Invité par l’Institut Cervantès, le duo espagnol de musique médiévale a illuminé l’église de la Goulette lors du récital de clôture de l’Octobre musical de Carthage.
Ils étaient deux, avec leurs instruments rares et précieux et leurs voix qui racontaient, chantaient et faisaient revivre la mythique Andalousie, topos et âge d’or du vivre-ensemble.
Né à Séville et née à Cordoue, Emilio Villalba et Sara Marina portent en eux, une étincelle d’Andalousie et un formidable répertoire dont chaque note interpellait le très nombreux public rassemblé hier soir, en l’église Saint Augustin et Saint Fidèle à la Goulette.

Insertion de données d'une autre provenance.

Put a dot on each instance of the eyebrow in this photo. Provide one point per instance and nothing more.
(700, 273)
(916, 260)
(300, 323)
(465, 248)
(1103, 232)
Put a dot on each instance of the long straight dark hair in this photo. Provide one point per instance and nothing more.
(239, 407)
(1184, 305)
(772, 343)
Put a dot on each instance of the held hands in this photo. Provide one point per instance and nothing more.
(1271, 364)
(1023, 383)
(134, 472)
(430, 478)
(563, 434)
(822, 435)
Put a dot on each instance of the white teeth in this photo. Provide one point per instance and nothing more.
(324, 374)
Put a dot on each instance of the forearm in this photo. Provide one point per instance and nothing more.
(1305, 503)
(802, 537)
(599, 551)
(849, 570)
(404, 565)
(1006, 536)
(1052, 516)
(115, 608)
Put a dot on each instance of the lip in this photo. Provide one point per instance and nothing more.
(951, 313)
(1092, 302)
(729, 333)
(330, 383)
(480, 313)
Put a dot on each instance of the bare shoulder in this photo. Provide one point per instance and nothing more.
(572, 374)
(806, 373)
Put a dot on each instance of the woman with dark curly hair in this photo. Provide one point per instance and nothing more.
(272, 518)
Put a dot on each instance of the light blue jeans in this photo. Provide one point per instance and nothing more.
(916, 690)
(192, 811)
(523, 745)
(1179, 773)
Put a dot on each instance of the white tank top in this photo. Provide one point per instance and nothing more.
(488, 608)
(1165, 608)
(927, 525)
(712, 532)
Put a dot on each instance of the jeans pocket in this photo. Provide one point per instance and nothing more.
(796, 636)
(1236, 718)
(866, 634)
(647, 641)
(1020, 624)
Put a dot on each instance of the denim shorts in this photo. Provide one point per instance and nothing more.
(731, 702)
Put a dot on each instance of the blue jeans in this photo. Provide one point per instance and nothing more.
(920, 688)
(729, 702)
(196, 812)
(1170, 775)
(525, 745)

La clôture de l’édition 2023 de l’Octobre musical de Carthage avait en ces jours éprouvants, trouvé le tempo juste et serein, le récital idéal qui, à la fois suscitait l’adhésion de la nombreuse assistance et offrait de superbes alliages musicaux et poétiques.
Car Emilio Villalba et Sara Marina sont porteurs d’un projet, forts de la conservation et la transmission d’un patrimoine séculaire. « Al Andalus » est leur manière unique d’explorer un héritage dont l’épicentre est l’Espagne et qui est désormais commun à plusieurs peuples et pays de la Méditerranée.
Au fond, le récital « Al Andalus » ressemble par plusieurs aspects à la tradition tunisienne du malouf et du mouwachah tels qu’ils sont conservés par la Rachidia et restitués chaque été, par le festival de Testour. Ce legs andalou est bien vivant et le public d’Emilio Villalba et Sara Marina ne s’y est pas trompé puisque de puissantes réminiscences jaillissaient de chaque note, chaque sonorité, chaque mot.
L’émotion – bien palpable – fut à son comble lorsque les artistes espagnols entamèrent la récitation de poèmes extraits du « Collier de la colombe » d’Ibn Hazm. En quelques mots choisis, Emilio Villalba avait auparavant expliqué comment le poète qui était alors en prison, parvint à partir de sa geôle, à écrire l’un des plus beaux textes sur l’Amour.
Ensuite, la voix pure et cristalline de Sara Marina s’éleva jusqu’à l’abside, dans un chant intemporel et profondément inspiré.
Ce fut littéralement un moment de grâce. À l’image de tout le récital qui permit au-delà du luth, de découvrir plusieurs instruments d’époque que le doigté d’Emilio Villalba faisait vibrer et renaître. La viole, la citole et surtout le rabeb que nous connaissons bien, ont restitué les noubas et le zajel d’antan.
En même temps, les percussions de Sara Marina gardaient le tempo et, au son feutré du bendir et de la darbouka, ponctuaient le récit musical d’Al Andalus.
Évidemment, il y eut un rappel et une ovation debout, tant les deux musiciens avaient enchanté le public par le jeu de correspondances qu’ils avaient instauré entre Espagne et Maghreb par le truchement andalou.
Un concert à vrai dire mémorable, de ceux qui lancent des ponts entre les peuples, alors qu’ailleurs, des murs continuent à s’ériger sur fond de bruits de bottes et de clameurs guerrières. Cette Andalousie n’est-elle pas, par son exemplarité, une matrice pour toutes les paix ?
Subrepticement et en filigrane du répertoire interprété par le duo Emilio Villalba et Sara Marina, le message de paix et de fraternité était clairement perceptible. Et, en bonne intelligence, tout en savourant chaque envolée, le public a pleinement communié avec les artistes et leur auréole sertie de musique.
L’église de la Goulette en était transcendée, confirmant le choix judicieux de l’Octobre musical de Carthage qui, en partenariat avec l’Archevêché de Tunis, se déploie désormais dans des églises consacrées.
Bien sûr, la nostalgie de l’Acropolium était bien là, dans les cœurs et peut-être même incrustée dans les chants du grand Ibn Hazm, Andalou universel et démiurge poétique d’un récital exceptionnel.